Contexte
Le décret tertiaire* et la planification écologique du système de santé invitent à une réduction massive des consommations d’énergie, des émissions de gaz à effet de serre et des impacts environnementaux des activités de santé, en particulier par le biais des bâtiments et des transports. Sur les achats, le paysage tend à être balisé. Par exemple, le plan national Achats durables 2022-2025 (PNAD) prévoyait que 100 % des marchés devaient comporter au moins une considération environnementale d’ici la fin 2025. La loi Climat et résilience, quant à elle, rend obligatoire l’intégration des questions environnementales dans tous les marchés publics au plus tard en août 2026. Enfin, les schémas de promotion des achats socialement et écologiquement responsables (Spaser) ont été étendus aux établissements publics de santé, déjà adoptés et publiés par plusieurs GHT.

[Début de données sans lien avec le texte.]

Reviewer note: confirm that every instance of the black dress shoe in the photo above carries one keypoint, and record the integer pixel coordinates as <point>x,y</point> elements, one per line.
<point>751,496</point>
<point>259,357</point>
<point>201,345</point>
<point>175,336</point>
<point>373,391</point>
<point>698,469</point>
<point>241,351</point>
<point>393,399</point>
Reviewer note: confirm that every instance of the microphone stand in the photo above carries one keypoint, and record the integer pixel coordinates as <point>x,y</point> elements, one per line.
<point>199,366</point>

* Décret tertiaire (dispositif « Éco énergie tertiaire ») : obligation pour les bâtiments tertiaires ≥ 1 000 m2 de définir, piloter et tracer une trajectoire de baisse des consommations (objectifs relatifs ou valeurs absolues), avec déclaration annuelle sur Operat (Ademe) ; au-delà de l’énergie, cela structure un plan d’actions (sobriété/exploitation/travaux).

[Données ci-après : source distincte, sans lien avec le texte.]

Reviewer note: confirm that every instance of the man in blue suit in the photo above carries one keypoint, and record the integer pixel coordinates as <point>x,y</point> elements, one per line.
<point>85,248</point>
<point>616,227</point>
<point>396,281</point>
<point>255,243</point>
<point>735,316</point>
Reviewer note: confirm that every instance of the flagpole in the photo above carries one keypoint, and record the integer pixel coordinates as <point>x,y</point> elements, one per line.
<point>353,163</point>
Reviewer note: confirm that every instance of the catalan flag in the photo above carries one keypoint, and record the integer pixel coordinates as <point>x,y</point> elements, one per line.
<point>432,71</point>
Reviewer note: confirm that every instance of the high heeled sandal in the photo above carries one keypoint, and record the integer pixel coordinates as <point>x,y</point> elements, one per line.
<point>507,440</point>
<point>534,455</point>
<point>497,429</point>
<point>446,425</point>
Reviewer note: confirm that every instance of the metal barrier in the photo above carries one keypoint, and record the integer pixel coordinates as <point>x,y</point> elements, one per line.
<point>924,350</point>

L’enjeu est de créer de nouveaux dispositifs tout en permettant leur appropriation et leur pilotage par les manageurs de santé afin qu’ils irriguent réellement les décisions médicales, organisationnelles et d’investissement. Le manageur doit devenir le garant de l’articulation entre la pertinence clinique et la trajectoire bas carbone de l’établissement.
Nos propositions
À l’heure de la raréfaction des crédits, les green projets (« projets verts ») devraient être davantage soutenus :
- en constituant un fonds vert comme le propose la Fédération hospitalière de France (FHF) ;
- en rendant obligatoire, au-delà d’un seuil financier ou de surface, la présentation d’une variante à haute performance environnementale dans tous les projets de travaux (rénovation, reconstruction, extension) ;
- en intégrant, dans chaque projet, les enjeux d’adaptation au climat (îlots de fraîcheur, confort d’été, gestion hydrique, biodiversité) ;
- en facilitant le financement des investissements visant la rénovation énergétique des bâtiments, la production d’énergies renouvelables et la végétalisation des édifices ;
- en inscrivant la transition écologique dans les politiques de qualité de vie et des conditions de travail (QVCT) : adaptation des organisations face aux vagues de chaleur, réflexion sur les horaires et les astreintes, amélioration du confort thermique et acoustique, réduction des tâches inutiles ou redondantes ;
- en inscrivant des objectifs de transition écologique dans les systèmes de financement à la qualité (IFAQ et dispositifs analogues), en valorisant les établissements qui démontrent des cobénéfices documentés (réduction d’empreinte carbone, amélioration de la QVT, renforcement de la pertinence des soins, sobriété en médicaments ou dispositifs, etc.) ;
- en reconnaissant et en soutenant les démarches locales de type « unités durables », green blocs, projets alimentaires durables, schémas de promotion des achats socialement et écologiquement responsables hospitaliers ou médico-sociaux, en les intégrant dans les contrats d’objectifs et de moyens, les appels à projets nationaux et les prix/labels de la transition écologique en santé ;
- en portant une réflexion sur les transports sanitaires, toujours plus nombreux avec le développement de la territorialisation de la prise en charge et des parcours de soins.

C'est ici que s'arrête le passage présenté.